Please join the REAL/PUCRS Fall virtual seminar
on Friday, October, 23, 2020 from 9-10 a.m. CST
Join Zoom Meeting by clicking here
Meeting ID: 997 1523 2314
Professor, London School of Economics, United Kingdom
"The Impact of Chinese FDI in Africa: Evidence From Ethiopia"
We exploit exogenous variation in China’s export taxes to investigate the impact of Chinese foreign direct investment (FDI) in Ethiopia. Higher sector-specific export taxes in China lead to more Chinese FDI in Ethiopian districts specialized in those sectors. Combining this variation with the universe of FDI projects and the census of manufacturing firms in Ethiopia, we observe highly heterogeneous effects. Domestic firms competing with Chinese FDI reduce their sales, investment and inputs, as output prices drop. Firms operating in upstream and downstream sectors expand their sales, investment and inputs. To study the short and medium run aggregate impact of Chinese FDI on local economic activity, we build a 20-year district panel combining night lights data from two satellites through a machine-learning algorithm. Chinese FDI leads to no instantaneous impact on local growth, but significant and persistently positive effects in the medium run.
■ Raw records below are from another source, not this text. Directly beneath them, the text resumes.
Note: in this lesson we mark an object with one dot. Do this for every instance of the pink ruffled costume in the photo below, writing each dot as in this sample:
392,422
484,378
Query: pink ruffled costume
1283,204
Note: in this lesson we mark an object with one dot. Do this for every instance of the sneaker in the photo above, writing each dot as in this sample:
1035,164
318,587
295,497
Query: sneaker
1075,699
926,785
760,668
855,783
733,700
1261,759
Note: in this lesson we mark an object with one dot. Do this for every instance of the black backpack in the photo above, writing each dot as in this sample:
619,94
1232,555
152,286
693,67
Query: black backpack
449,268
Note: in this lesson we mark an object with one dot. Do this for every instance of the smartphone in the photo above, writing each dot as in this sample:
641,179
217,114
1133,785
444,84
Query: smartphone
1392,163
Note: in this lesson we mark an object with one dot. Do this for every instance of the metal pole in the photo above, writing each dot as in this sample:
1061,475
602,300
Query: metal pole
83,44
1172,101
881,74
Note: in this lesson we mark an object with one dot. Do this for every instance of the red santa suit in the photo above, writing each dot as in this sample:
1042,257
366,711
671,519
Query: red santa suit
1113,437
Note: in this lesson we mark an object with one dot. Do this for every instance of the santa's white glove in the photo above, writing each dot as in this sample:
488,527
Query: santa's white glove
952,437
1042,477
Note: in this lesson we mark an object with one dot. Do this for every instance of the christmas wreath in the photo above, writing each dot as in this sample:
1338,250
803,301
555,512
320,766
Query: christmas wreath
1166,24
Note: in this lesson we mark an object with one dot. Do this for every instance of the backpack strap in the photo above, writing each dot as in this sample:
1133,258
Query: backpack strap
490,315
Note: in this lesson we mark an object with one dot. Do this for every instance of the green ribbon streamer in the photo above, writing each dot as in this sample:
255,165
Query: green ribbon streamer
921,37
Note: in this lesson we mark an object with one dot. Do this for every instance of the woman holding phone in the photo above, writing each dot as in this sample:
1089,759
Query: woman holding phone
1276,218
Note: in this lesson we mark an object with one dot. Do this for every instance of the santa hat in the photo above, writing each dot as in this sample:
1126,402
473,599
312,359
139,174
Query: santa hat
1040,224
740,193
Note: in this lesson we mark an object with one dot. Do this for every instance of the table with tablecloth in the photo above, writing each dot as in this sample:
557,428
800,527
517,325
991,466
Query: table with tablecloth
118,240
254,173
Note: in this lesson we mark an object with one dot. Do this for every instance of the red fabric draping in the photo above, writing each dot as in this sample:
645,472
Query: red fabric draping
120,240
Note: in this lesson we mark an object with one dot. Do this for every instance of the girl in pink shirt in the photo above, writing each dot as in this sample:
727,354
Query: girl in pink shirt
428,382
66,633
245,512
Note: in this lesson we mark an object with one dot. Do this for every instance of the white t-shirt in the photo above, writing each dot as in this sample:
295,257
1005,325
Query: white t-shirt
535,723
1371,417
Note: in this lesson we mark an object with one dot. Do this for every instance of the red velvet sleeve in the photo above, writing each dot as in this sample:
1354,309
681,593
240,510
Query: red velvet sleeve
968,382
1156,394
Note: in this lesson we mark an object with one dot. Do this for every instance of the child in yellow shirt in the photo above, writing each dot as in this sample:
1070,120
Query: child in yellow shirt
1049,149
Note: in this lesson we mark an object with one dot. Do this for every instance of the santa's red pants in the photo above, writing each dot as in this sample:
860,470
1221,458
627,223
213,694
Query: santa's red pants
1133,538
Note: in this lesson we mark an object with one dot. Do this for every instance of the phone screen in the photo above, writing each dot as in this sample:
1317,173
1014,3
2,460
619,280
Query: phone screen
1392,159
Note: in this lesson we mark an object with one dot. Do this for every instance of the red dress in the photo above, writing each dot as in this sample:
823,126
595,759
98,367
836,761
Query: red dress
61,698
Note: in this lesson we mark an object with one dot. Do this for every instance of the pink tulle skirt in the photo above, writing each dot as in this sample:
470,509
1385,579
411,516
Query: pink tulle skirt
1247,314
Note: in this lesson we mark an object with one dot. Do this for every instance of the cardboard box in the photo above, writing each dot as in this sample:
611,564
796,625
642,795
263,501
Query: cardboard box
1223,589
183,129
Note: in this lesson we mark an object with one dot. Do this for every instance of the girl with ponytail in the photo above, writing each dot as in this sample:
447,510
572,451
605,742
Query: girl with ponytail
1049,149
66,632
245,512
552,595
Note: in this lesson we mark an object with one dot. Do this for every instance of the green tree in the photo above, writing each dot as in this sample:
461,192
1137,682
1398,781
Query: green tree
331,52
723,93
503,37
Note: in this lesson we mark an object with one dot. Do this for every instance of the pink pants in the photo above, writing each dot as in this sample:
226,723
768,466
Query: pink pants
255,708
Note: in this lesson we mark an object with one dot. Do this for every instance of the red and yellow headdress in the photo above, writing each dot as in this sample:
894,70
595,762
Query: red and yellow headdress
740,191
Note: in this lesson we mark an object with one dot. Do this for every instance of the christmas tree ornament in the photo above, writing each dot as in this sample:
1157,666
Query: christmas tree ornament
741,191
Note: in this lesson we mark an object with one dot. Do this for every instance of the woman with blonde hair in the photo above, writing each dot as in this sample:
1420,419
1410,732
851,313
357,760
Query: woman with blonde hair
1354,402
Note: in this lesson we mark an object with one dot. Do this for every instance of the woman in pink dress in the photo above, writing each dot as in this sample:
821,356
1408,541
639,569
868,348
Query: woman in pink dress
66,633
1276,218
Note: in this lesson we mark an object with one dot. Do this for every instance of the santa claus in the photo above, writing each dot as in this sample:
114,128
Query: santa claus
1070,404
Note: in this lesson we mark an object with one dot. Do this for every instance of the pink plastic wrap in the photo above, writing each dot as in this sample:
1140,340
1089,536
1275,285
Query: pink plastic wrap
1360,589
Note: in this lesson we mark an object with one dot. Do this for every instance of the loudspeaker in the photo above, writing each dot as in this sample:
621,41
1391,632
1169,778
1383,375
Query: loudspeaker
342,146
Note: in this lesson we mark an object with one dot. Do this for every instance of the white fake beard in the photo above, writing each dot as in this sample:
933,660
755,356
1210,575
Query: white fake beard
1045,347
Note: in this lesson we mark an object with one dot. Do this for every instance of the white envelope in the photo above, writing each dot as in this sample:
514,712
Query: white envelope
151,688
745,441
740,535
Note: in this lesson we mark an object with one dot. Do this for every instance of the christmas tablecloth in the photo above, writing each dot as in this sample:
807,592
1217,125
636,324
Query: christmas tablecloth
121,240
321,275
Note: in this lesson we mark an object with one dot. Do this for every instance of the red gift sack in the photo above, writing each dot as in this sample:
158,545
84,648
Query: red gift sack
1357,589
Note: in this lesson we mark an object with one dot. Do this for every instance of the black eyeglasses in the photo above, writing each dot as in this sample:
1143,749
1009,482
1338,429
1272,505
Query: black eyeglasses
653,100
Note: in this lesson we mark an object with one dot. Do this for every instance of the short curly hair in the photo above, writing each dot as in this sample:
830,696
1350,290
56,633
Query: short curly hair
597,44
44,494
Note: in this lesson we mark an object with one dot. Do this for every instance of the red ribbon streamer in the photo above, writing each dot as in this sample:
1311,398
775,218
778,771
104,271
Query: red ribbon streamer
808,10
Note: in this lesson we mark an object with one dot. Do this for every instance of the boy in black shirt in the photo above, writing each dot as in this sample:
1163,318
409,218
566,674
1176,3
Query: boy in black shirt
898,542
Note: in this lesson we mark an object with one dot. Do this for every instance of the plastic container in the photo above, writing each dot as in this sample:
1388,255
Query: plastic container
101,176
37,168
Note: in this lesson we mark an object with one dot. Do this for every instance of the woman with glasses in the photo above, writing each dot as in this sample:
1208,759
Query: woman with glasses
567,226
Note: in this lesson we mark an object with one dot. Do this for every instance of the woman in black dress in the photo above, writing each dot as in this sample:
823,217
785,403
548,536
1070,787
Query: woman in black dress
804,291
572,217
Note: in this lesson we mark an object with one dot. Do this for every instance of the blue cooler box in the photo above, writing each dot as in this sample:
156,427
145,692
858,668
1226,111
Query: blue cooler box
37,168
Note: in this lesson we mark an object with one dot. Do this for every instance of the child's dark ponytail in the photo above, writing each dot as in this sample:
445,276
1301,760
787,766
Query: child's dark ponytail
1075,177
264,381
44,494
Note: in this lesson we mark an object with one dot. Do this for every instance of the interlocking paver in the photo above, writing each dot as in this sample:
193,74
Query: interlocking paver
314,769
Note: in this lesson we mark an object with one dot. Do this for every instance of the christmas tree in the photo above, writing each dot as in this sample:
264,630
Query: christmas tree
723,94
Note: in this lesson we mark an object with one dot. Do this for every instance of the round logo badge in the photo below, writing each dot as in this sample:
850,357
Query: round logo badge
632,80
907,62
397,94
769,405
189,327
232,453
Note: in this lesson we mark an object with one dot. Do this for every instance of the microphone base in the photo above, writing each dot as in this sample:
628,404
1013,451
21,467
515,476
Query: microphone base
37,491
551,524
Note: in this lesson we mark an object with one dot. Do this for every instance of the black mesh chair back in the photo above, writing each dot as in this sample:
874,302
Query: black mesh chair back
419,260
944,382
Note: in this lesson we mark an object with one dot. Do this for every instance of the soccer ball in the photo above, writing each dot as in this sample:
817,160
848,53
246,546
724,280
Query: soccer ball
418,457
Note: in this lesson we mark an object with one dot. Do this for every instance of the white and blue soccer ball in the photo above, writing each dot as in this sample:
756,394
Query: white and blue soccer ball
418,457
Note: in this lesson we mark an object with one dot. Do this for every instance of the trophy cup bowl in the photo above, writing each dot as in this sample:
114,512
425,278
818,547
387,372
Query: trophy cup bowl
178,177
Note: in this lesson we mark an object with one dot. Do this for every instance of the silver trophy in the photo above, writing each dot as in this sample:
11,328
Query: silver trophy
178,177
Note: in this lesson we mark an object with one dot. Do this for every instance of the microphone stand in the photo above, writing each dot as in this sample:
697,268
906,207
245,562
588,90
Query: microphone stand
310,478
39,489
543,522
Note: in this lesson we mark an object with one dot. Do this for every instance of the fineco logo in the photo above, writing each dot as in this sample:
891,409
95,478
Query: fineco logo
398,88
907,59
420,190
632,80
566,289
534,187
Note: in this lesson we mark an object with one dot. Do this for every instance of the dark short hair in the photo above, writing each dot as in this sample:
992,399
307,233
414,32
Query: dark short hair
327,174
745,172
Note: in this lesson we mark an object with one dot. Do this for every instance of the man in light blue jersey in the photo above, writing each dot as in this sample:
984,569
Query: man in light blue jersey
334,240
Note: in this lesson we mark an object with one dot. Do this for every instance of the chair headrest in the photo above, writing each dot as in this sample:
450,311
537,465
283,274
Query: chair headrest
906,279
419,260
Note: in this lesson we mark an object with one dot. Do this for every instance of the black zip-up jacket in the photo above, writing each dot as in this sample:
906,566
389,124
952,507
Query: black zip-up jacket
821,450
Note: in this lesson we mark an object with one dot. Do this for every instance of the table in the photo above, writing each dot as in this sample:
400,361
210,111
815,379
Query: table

Professor, Faculty of Economics and Administration, Catholic University of the North, Chile
"Subnational Crowding Out and Mining Localities: Does the Level of Local Provision of Public Goods Matter?"
In spite of the resource curse provides evidence on the national crowding out generated by mining resource windfalls, little attention has been put on the subnational crowding. This gap is a problem because these windfalls should cover the negative externalities widely spread on these communities. Additionally, these communities have different fiscal responsibilities forced by the environmental, economic, and social costs generated by the mining industry, becoming them in a group of municipalities hardly comparable with the rest of local communities. This article estimates the subnational crowd out of mining resource windfalls on local tax collection according to the different levels of fiscal responsibility using the case of Chile. We employ a panel data for 322 Chilean municipalities between 2008 to 2019 to attribute causality derived from an exogenous rule to assign the mining windfalls in Chile. Our results confirm the crowding out hypothesis, although with different magnitudes: First, per each dollar increase in mining taxes results in a 0.2 US$ decrease in residential property tax. Second, this subnational crowding out doubles in the municipalities with high level of fiscal responsibility, namely 1.0 US$ increase in mining taxes crowd out 0.4US$ in nonresource revenue. Finally, the results for municipalities categorized with low-level in fiscal responsibility not significant. These results call for local policies that take into account the fiscal capacity of the municipalities to effectively disincentive undesirable behavior derived from extra resource revenues.